Re: Multiple logical databases

From

Tom Lane

Date:

02 February 2006, 11:19:05

"Mark Woodward" <pgsql@mohawksoft.com> writes:
> One of the problems with the current PostgreSQL design is that all the
> databases operated by one postmaster server process are interlinked at
> some core level. They all share the same system tables. If one database
> becomes corrupt because of disk or something, the whole cluster is
> affected.

This problem is not as large as you paint it, because most of the system
catalogs are *not* shared.

> Does anyone see this as useful?

No...
        regards, tom lane

Re: Multiple logical databases

From

"Mark Woodward"

Date:

02 February 2006, 11:32:26

> "Mark Woodward" <pgsql@mohawksoft.com> writes:
>> One of the problems with the current PostgreSQL design is that all the
>> databases operated by one postmaster server process are interlinked at
>> some core level. They all share the same system tables. If one database
>> becomes corrupt because of disk or something, the whole cluster is
>> affected.
>
> This problem is not as large as you paint it, because most of the system
> catalogs are *not* shared.
>
>> Does anyone see this as useful?

Seriously? No use at all? You don't see any purpose in controlling and
managing multiple postgresql postmaster processes from one central point?
Sure you don't want to think about this a little?

Re: Multiple logical databases

From

Andreas Pflug

Date:

02 February 2006, 12:12:57

Mark Woodward wrote:
>>"Mark Woodward" <pgsql@mohawksoft.com> writes:
>>
>>>One of the problems with the current PostgreSQL design is that all the
>>>databases operated by one postmaster server process are interlinked at
>>>some core level. They all share the same system tables. If one database
>>>becomes corrupt because of disk or something, the whole cluster is
>>>affected.
>>
>>This problem is not as large as you paint it, because most of the system
>>catalogs are *not* shared.
>>
>>
>>>Does anyone see this as useful?
> 
> 
> Seriously? No use at all? You don't see any purpose in controlling and
> managing multiple postgresql postmaster processes from one central point?

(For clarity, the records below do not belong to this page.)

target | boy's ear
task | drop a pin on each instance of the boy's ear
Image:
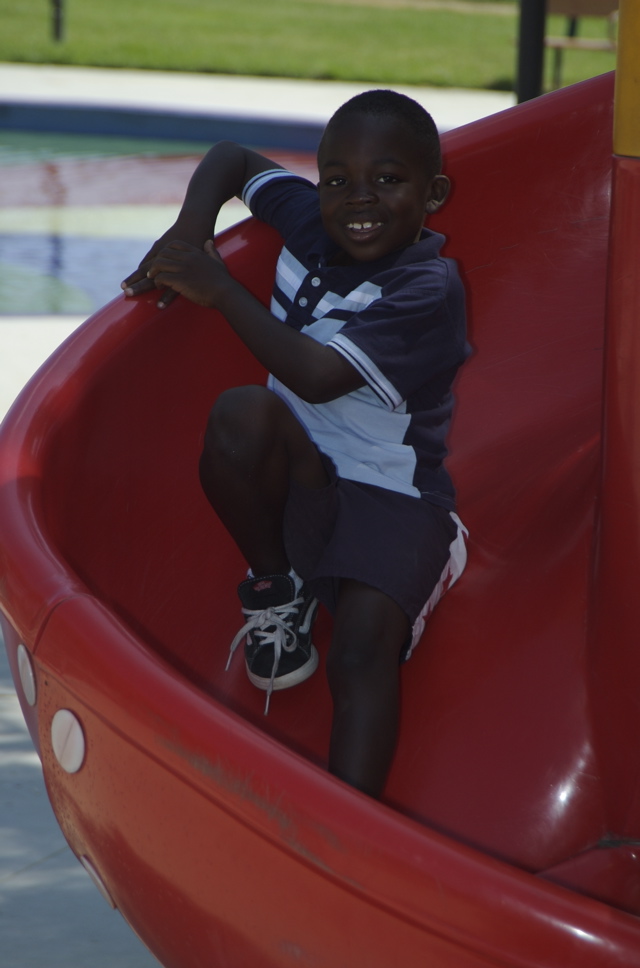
(439, 190)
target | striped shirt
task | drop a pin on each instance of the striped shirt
(400, 322)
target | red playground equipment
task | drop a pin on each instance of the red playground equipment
(509, 834)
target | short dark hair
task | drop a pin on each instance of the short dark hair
(392, 104)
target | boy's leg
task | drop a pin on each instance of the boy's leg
(253, 446)
(363, 670)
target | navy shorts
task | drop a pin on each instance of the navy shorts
(410, 549)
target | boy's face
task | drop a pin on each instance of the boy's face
(374, 191)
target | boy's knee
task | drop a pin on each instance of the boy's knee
(237, 416)
(369, 634)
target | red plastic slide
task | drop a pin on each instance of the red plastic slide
(510, 828)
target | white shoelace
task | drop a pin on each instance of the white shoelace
(271, 627)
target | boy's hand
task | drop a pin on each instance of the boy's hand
(183, 268)
(139, 281)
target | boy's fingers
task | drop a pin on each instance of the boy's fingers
(135, 288)
(166, 298)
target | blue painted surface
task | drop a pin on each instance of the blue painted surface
(172, 125)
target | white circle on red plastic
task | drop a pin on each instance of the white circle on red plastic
(67, 740)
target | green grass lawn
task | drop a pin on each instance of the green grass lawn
(469, 44)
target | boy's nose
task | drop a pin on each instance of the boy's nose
(360, 192)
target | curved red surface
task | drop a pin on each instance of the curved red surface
(217, 832)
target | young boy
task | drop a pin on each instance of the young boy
(331, 478)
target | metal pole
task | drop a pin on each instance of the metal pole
(58, 19)
(530, 49)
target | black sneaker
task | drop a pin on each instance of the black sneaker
(278, 649)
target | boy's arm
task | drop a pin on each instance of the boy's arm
(316, 373)
(222, 174)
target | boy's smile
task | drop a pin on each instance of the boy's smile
(374, 189)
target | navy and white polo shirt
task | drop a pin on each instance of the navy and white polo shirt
(399, 320)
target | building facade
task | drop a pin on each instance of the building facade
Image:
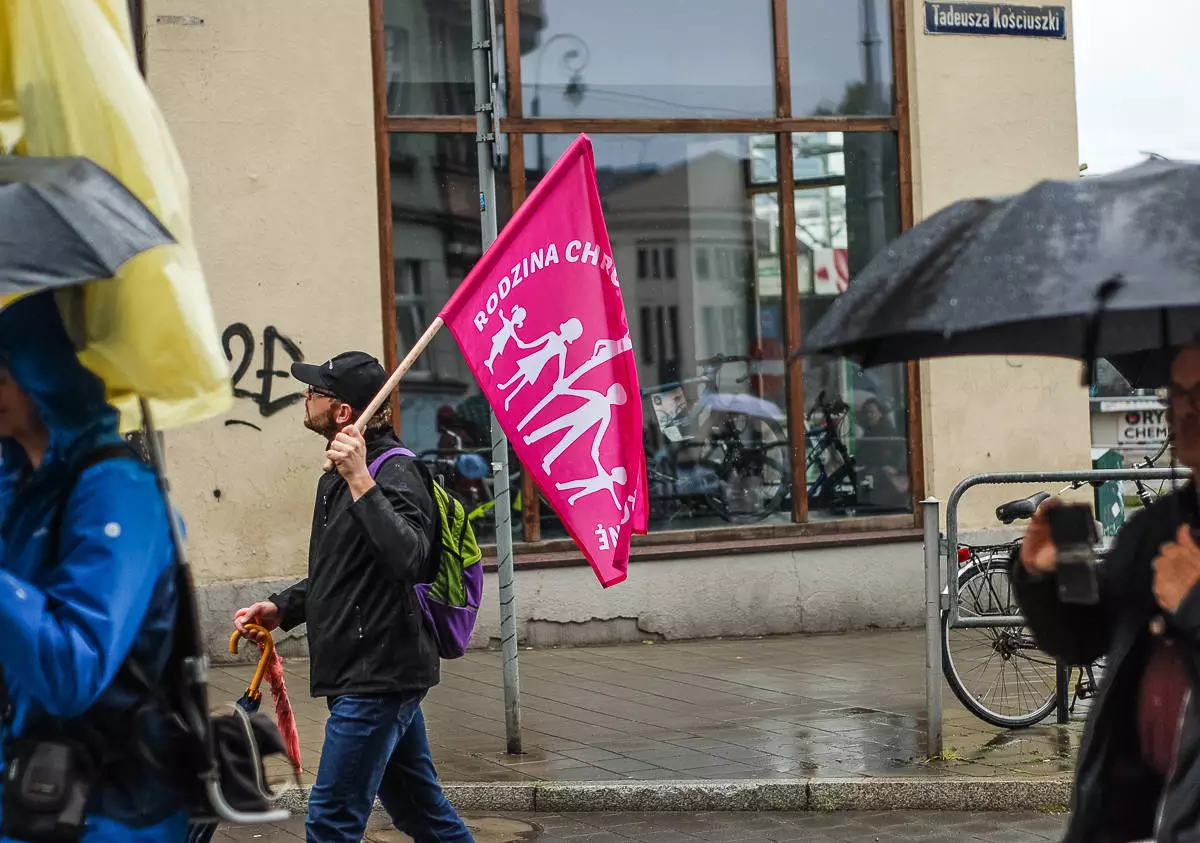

pgAdmin does so. IMHO it's totally sufficient to handle this on a client 
side level.

Regards,
Andreas

Re: Multiple logical databases

From

Alvaro Herrera

Date:

02 February 2006, 12:21:25

Mark Woodward wrote:

> Seriously? No use at all? You don't see any purpose in controlling and
> managing multiple postgresql postmaster processes from one central point?

I'd rather spend effort in fixing the problems that arise from big
databases; for example Hannu's patch for concurrent vacuum attacks one
of the problems that IMHO are important.  More elaborate partitioning
does too.

Anyway, if you're very excited about it, I don't think it's impossible
to code a super-postmaster that would redirect a client to the real
postmaster.  I even think it can be done without modifying the regular
postmaster.

-- 
Alvaro Herrera                                http://www.CommandPrompt.com/
PostgreSQL Replication, Consulting, Custom Development, 24x7 support

Re: Multiple logical databases

From

Stephan Szabo

Date:

02 February 2006, 13:40:33

On Thu, 2 Feb 2006, Mark Woodward wrote:

> Now, the answer, obviously, is to create multiple postgresql database
> clusters and run postmaster for each logical group of databases, right?
> That really is a fine idea, but....
>
> Say, in pgsql, I do this: "\c newdb" It will only find the database that I
> have in that logical group. If another postmaster is running, obviously,
> psql doesn't know anything about it.

> >From the DB admin perspective, maybe there should be some heirarchical
> structure to this. What if there were a program, maybe a special parent
> "postmaster" process, I don't know, that started a list of child
> postmasters based on some site config? The parent postmaster would hold
> all the configuration parameters of the child postmaster processes, so
> there would only be on postgresql.conf.

>
> This also answers "how do we get postgresql options in a database,"
> because the parent postmaster only needs to bootstrap the others, it can
> be configured to run lean and mean, and the "real" settings can be
> inspected and changed at will. A trigger will send a HUP to child
> postmasters when their settings change. The parent postmaster only needs
> one connection for each child and one admin, right?
>
> Does anyone see this as useful?

Not as described above, no.  Perhaps with a more concrete plan that
actually talks about these things in more details. For example, you posit
the \c thing as an issue, I don't personally agree, but you also don't
address it with a solution.

Re: Multiple logical databases

From

"Mark Woodward"

Date:

02 February 2006, 14:40:31

> On Thu, 2 Feb 2006, Mark Woodward wrote:
>
>> Now, the answer, obviously, is to create multiple postgresql database
>> clusters and run postmaster for each logical group of databases, right?
>> That really is a fine idea, but....
>>
>> Say, in pgsql, I do this: "\c newdb" It will only find the database that
>> I
>> have in that logical group. If another postmaster is running, obviously,
>> psql doesn't know anything about it.
>
>> >From the DB admin perspective, maybe there should be some heirarchical
>> structure to this. What if there were a program, maybe a special parent
>> "postmaster" process, I don't know, that started a list of child
>> postmasters based on some site config? The parent postmaster would hold
>> all the configuration parameters of the child postmaster processes, so
>> there would only be on postgresql.conf.
>
>>
>> This also answers "how do we get postgresql options in a database,"
>> because the parent postmaster only needs to bootstrap the others, it can
>> be configured to run lean and mean, and the "real" settings can be
>> inspected and changed at will. A trigger will send a HUP to child
>> postmasters when their settings change. The parent postmaster only needs
>> one connection for each child and one admin, right?
>>
>> Does anyone see this as useful?
>
> Not as described above, no.  Perhaps with a more concrete plan that
> actually talks about these things in more details. For example, you posit
> the \c thing as an issue, I don't personally agree, but you also don't
> address it with a solution.

While I understand that it is quite a vague suggestion, I guess I was
brainstorming more than detailing an actual set of features.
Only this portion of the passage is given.